どうなってんだかわからないけど面白い類の作品で、今回の特集上映ではいちばん面白かったです。
服に対する関心の薄さ
ギロディはフランス国内の批評家からはとても高く評価されているらしいが、日本ではアテネフランセ、アンスティチュ・フランセなどでしか観られなかったがその理由も頷ける。要するに服に対する意識というか関心が異様に低い。映画なんてビジュアルアートなんだからどれだけ嫌でも服に凝ってしまう。おしゃれ映画じゃなくたって、コンセプトなどで表現される。フランス映画の着こなしを参考にするのが好きだからフランス映画を観る人も少なくない。それなのにこのギロディは服に対する関心がとても低い。低いというか意図的に服を評価から排除している。服で加点されるようなことはあってはならないと考えているような拒絶の仕方。ゲイ映画文脈とも聞いていたのでカラフルだったり、キャンプなセンスがあるのかと思うと全くない。この硬派な態度が批評家から愛されているのかもしれない。それとデブ専・デブセンスがとても優れている。性愛をイケメンや美人などの商品化された美意識に基づかないワイルドなものとして捉えるこの硬派さも評価されるのかもしれない。だけれど観客を圧迫したりするような攻撃性として表現しないのも不思議だ。ユーモアとおちょくりを含むデブって面白い、ゲイって面白いのような軽薄な態度をされても構わないような風通しの良さも面白い。
絶叫系
娼婦のおばちゃんに恋してナンパした押しに弱い男の話。
イザドラに惚れて抱きたいけれど金は払いたくないとか宣い電話番号を教えて始まったと思ったら、まさかの最中にテロが発生して寸止めとなり巻き起こっていくストーリー。

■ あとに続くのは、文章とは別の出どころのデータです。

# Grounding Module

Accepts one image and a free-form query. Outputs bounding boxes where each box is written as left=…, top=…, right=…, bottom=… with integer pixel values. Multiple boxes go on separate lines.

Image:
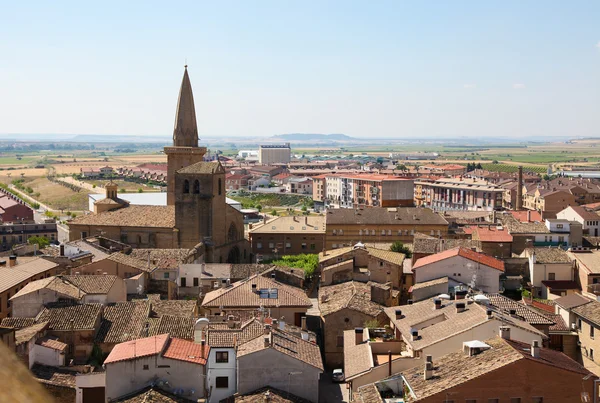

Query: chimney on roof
left=227, top=315, right=235, bottom=329
left=500, top=326, right=510, bottom=340
left=423, top=361, right=433, bottom=380
left=354, top=327, right=363, bottom=346
left=454, top=290, right=467, bottom=300
left=531, top=340, right=540, bottom=358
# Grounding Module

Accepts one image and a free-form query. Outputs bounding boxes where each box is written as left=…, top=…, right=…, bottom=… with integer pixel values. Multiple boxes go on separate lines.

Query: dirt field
left=24, top=177, right=88, bottom=211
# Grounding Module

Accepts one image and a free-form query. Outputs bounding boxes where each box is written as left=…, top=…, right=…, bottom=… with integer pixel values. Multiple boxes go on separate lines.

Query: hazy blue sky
left=0, top=0, right=600, bottom=139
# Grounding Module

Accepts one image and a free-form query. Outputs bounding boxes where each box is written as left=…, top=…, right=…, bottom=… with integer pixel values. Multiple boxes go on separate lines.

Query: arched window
left=227, top=223, right=237, bottom=242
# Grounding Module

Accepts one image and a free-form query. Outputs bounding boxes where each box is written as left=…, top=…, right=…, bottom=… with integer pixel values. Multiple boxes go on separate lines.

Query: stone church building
left=69, top=66, right=250, bottom=263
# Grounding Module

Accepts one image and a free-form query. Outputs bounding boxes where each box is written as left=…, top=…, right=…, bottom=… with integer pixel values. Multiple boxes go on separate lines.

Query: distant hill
left=271, top=133, right=356, bottom=141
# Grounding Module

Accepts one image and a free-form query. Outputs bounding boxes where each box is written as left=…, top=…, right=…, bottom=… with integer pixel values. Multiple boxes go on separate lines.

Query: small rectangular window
left=216, top=351, right=229, bottom=363
left=215, top=376, right=229, bottom=389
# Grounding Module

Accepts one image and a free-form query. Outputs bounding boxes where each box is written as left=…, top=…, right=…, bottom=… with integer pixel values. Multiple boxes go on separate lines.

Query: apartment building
left=324, top=174, right=414, bottom=208
left=325, top=207, right=448, bottom=250
left=415, top=177, right=504, bottom=211
left=258, top=143, right=292, bottom=165
left=248, top=216, right=325, bottom=258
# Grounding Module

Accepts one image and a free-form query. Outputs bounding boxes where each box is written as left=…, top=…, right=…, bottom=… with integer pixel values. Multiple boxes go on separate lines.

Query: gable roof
left=104, top=334, right=169, bottom=364
left=69, top=205, right=175, bottom=229
left=403, top=337, right=590, bottom=402
left=556, top=294, right=592, bottom=310
left=319, top=281, right=383, bottom=317
left=60, top=274, right=119, bottom=294
left=237, top=328, right=323, bottom=371
left=111, top=386, right=191, bottom=403
left=202, top=275, right=312, bottom=308
left=325, top=207, right=448, bottom=226
left=162, top=338, right=210, bottom=365
left=96, top=301, right=150, bottom=343
left=571, top=301, right=600, bottom=326
left=36, top=304, right=102, bottom=330
left=10, top=276, right=85, bottom=300
left=486, top=294, right=555, bottom=325
left=413, top=247, right=504, bottom=272
left=206, top=318, right=264, bottom=347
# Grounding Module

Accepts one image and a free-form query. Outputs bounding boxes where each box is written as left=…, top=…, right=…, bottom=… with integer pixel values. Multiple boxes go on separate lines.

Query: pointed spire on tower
left=173, top=64, right=198, bottom=147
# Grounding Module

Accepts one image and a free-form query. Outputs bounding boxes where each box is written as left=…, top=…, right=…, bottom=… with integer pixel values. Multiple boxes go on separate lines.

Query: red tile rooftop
left=413, top=247, right=504, bottom=271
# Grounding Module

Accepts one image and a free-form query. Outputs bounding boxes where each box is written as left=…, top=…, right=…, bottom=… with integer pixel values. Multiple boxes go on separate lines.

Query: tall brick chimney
left=515, top=165, right=523, bottom=211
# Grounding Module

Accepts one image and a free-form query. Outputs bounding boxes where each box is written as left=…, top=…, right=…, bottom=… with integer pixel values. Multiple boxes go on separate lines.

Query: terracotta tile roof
left=413, top=233, right=481, bottom=254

そもそも夫がいて仕事は公認というのはあるけれど、浮気を怒るのは嫉妬じゃないだろというナンセンスな設定に、そのタイミングで登場した上に妙に厚かましいアラブ系の家出少年が加わってなかなかのグダグダっぷりをみせていく。
内容的にはドタバタコメディだけれど、終始すっとぼけた様なぬろ〜っとした空気感なので、愉しくはあるけれど、イマイチ盛り上がりに欠けるし、ある意味人情味はあれど、これを社会派というのか?という気もした。